Наблюдая за Лорой, которая доставала ножи и вилки из ящика стола, Бен опять думал о том, как мало он знает о ней Была ли она когда-нибудь замужем? Или она замужем до сих пор?
Лора сказала, что приготовит ему обед. После завтрака она возилась на кухне и тихонько напевала. Стоя перед зеркалом в ванной, он закрыл глаза. Женщина пела в его доме.
Она продолжала петь, когда он вернулся на кухню с мокрой головой — ему никогда не удавалось уложить волосы. Когда она немного поправится, она будет совершенно неотразима. Две недели, а он даже ни разу не прикоснулся к ней.
Бен подошел к Лоре, которая мыла тарелки. То, что она носит парик, он понял в первый же день. Одна из тех чертовых загадок, окружавших ее.
Бен подошел чуть-чуть ближе, чем можно. Инстинкт подсказывал ему, что он пересек ту невидимую линию, за которой кончается дружба. Он едва нарушил эту линию, но она поняла это сразу же и повернула к нему лицо. В профиль она была одновременно и безобразна, и прекрасна — длинный тонкий нос, полные губы.

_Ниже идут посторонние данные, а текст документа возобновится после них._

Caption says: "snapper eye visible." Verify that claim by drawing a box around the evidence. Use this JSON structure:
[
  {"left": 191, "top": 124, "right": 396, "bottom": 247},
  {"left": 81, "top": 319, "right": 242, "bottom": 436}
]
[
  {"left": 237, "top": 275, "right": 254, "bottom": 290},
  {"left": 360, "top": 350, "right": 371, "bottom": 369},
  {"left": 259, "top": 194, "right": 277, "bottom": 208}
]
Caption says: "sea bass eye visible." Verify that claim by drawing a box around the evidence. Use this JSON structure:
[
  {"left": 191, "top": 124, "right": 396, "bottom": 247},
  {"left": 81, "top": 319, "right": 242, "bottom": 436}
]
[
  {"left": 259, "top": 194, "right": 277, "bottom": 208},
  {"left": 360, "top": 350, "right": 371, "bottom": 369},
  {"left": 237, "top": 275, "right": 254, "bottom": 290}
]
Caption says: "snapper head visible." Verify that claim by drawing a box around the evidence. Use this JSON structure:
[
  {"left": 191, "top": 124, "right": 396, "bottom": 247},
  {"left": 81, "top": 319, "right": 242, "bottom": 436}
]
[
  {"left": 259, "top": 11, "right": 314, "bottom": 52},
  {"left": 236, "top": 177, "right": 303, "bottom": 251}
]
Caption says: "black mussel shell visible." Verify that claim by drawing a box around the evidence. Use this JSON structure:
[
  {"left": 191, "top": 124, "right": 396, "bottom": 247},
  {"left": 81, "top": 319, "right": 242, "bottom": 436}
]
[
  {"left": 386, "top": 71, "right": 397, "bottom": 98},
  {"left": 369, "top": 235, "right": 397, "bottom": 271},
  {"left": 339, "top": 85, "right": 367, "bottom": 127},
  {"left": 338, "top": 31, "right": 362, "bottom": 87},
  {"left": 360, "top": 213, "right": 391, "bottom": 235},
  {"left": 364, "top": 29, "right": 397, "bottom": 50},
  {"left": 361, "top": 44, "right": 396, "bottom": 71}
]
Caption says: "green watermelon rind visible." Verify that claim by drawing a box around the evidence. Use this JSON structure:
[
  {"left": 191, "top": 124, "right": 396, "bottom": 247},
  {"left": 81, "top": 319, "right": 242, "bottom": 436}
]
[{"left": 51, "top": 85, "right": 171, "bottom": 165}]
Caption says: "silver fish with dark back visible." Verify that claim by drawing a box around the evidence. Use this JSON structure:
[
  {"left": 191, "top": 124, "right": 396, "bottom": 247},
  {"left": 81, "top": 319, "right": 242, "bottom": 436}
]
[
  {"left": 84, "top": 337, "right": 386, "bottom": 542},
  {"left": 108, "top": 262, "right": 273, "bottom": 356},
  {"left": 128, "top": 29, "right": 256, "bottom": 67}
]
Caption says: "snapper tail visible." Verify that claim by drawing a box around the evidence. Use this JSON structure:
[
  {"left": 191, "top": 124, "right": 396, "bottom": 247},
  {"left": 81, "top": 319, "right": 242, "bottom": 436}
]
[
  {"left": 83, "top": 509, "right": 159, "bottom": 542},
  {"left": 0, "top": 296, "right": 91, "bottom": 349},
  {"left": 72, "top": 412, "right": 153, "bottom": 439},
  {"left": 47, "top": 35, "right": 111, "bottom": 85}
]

Он молчал. Она отодвинулась на несколько дюймов, и они снова были друзьями, которые только что хохотали над любовью на столе. Только один шаг. От неожиданной вспышки гнева у него перехватило дыхание.
— Жаркое любите? — спросила Лора. Он ответил «да» и пошел за кейсом. Никто не знает, о чем думают женщины. Каждая из них загадка из другого мира. Он щелкнул замком кейса и прищемил себе палец.
— Поделом тебе, — пробормотал он, облизывая палец. Лора на кухне снова запела. Ссутулившись, он оглядел гостиную. Он был так зол, что не знал, стоит ли ему прощаться.
Но Лора проводила его, как жены провожают мужей на работу. Перед тем, как он открыл дверь, она поправила ему воротник рубашки, на секунду нарушив разделявшую их невидимую линию.
Кровь не останавливалась, и всю дорогу Бен держал палец во рту. Однако на лице его была улыбка.